OLDCARTS is one of several symptom assessment frameworks you will encounter in nursing education. Two closely related mnemonics are OPQRST (Onset, Provocation, Quality, Radiation, Severity, Timing) and COLDSPA (Character, Onset, Location, Duration, Severity, Pattern, Associated manifestations). Each covers similar clinical ground with slight structural differences; some programs and clinical settings prefer one over the others. The underlying clinical logic is identical.

For broader clinical communication, the SBAR mnemonic structures how you report findings to other members of the care team once you have completed your OLDCARTS assessment. The MONA mnemonic applies to the clinical management of acute coronary syndrome — a setting where an OLDCARTS assessment of chest pain is a key early step. The VEAL CHOP mnemonic is used in labor and delivery, where nurses use structured assessment frameworks heavily. The ABC mnemonic covers the ABCDE primary survey — the rapid, systematic check of Airway, Breathing, Circulation, Disability, and Exposure that precedes any detailed symptom history like OLDCARTS.
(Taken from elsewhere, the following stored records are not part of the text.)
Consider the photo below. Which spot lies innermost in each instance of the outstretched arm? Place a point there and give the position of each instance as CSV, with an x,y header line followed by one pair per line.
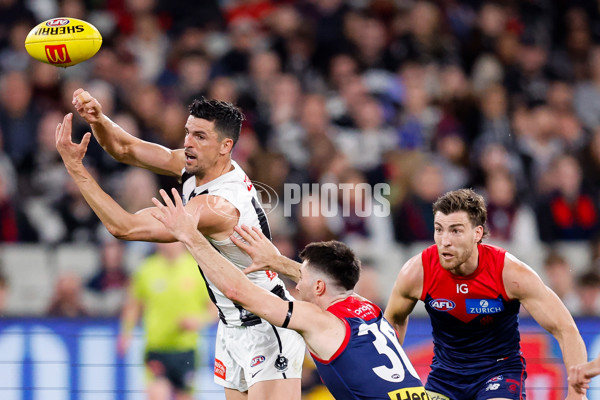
x,y
141,225
121,145
405,294
322,331
581,375
264,254
523,284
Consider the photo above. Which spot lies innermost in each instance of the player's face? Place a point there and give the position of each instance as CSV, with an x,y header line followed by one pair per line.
x,y
305,284
202,146
456,239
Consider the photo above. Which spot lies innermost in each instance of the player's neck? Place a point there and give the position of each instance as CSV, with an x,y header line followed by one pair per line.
x,y
469,266
329,301
220,168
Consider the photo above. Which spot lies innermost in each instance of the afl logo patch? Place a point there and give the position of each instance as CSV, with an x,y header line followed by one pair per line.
x,y
57,22
442,304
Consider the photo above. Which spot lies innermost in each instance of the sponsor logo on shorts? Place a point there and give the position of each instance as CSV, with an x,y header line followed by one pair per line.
x,y
442,304
57,53
492,386
254,374
271,275
257,361
220,369
496,379
514,386
436,396
281,363
57,22
484,306
413,393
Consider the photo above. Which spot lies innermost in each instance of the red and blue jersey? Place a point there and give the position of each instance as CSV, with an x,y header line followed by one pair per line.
x,y
475,323
370,363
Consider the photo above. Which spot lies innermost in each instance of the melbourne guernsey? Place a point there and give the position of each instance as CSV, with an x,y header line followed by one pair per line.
x,y
370,363
475,323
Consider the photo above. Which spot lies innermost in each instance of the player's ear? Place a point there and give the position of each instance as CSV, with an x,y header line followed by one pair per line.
x,y
226,145
478,233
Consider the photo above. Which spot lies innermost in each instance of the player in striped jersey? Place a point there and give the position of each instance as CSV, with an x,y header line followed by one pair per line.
x,y
250,351
356,350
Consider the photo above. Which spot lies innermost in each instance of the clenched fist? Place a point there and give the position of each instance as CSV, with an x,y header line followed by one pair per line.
x,y
87,106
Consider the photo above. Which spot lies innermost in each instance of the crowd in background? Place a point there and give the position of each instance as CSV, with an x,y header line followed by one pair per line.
x,y
426,96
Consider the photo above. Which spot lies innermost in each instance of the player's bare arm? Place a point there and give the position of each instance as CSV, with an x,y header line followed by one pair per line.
x,y
323,332
264,254
405,294
123,146
141,225
523,284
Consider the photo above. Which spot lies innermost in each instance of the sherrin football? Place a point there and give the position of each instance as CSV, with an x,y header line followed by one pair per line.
x,y
63,42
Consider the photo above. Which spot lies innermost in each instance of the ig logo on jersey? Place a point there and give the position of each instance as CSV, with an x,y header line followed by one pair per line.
x,y
281,363
442,304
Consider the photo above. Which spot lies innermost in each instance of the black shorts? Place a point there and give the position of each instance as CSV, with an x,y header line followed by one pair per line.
x,y
178,367
505,380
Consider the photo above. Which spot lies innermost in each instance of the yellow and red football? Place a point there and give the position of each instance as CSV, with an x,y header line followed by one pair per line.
x,y
63,42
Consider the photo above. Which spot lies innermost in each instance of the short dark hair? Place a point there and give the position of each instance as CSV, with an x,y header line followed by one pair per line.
x,y
464,200
227,117
336,260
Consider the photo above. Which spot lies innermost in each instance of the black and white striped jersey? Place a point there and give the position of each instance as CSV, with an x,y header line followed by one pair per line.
x,y
236,188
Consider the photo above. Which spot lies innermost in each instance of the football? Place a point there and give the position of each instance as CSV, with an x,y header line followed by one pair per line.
x,y
63,42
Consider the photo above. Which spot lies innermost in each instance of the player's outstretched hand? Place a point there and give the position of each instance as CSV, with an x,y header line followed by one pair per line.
x,y
257,245
178,221
71,153
581,375
87,106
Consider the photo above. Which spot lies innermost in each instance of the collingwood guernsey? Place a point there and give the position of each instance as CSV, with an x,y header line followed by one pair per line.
x,y
237,189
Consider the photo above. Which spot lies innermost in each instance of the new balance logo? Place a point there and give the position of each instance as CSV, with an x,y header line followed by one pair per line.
x,y
254,374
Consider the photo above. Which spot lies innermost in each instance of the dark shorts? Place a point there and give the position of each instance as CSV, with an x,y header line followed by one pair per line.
x,y
178,367
507,380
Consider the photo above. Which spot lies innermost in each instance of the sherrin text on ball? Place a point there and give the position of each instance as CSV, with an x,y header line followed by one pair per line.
x,y
63,42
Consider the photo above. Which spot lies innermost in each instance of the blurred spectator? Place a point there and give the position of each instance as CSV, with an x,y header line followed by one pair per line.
x,y
365,144
369,285
587,93
67,300
9,231
149,45
79,221
13,56
589,157
539,146
588,289
569,211
361,219
561,279
419,118
425,41
313,226
108,285
170,295
4,292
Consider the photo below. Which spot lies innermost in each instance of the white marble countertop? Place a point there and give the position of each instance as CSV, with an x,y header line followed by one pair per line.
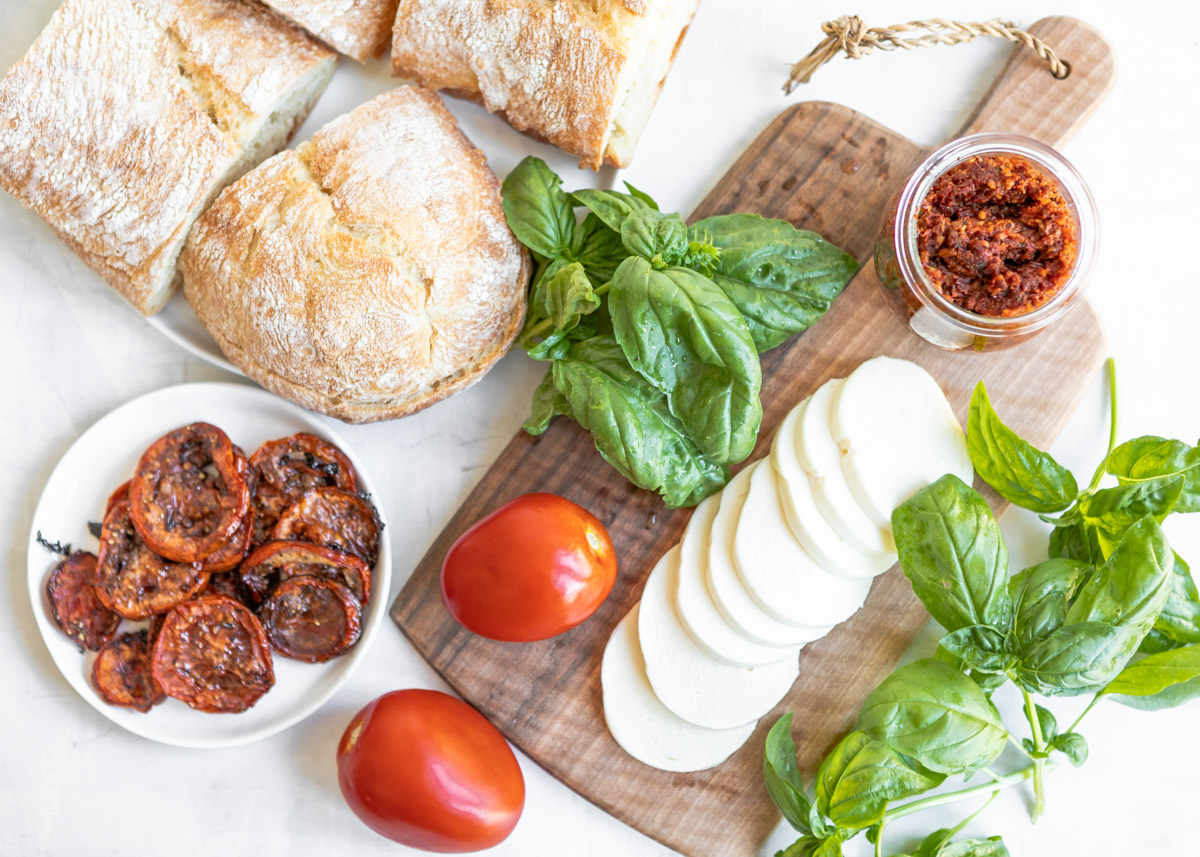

Learning mnemonics in clusters — understanding how they relate to each other — builds faster clinical recall than learning them in isolation.

Summary

OLDCARTS stands for Onset, Location, Duration, Character, Aggravating factors, Relieving factors, Timing, and Severity. It provides a systematic framework for gathering a complete symptom history during the history of present illness. Each component captures a distinct clinical dimension: when a symptom started, where it is and whether it radiates, how long it has been present, what it feels like, what makes it worse and better, what pattern it follows, and how intense it is. Used consistently, OLDCARTS ensures that every patient assessment is thorough, documented, and ready to inform clinical decision-making — whether you are handing off to a physician, writing a SOAP note, or building a nursing care plan.


This article is for educational purposes and reflects current clinical guidelines as of 2026. Always follow your facility’s protocols and the guidance of your clinical supervisors in practice.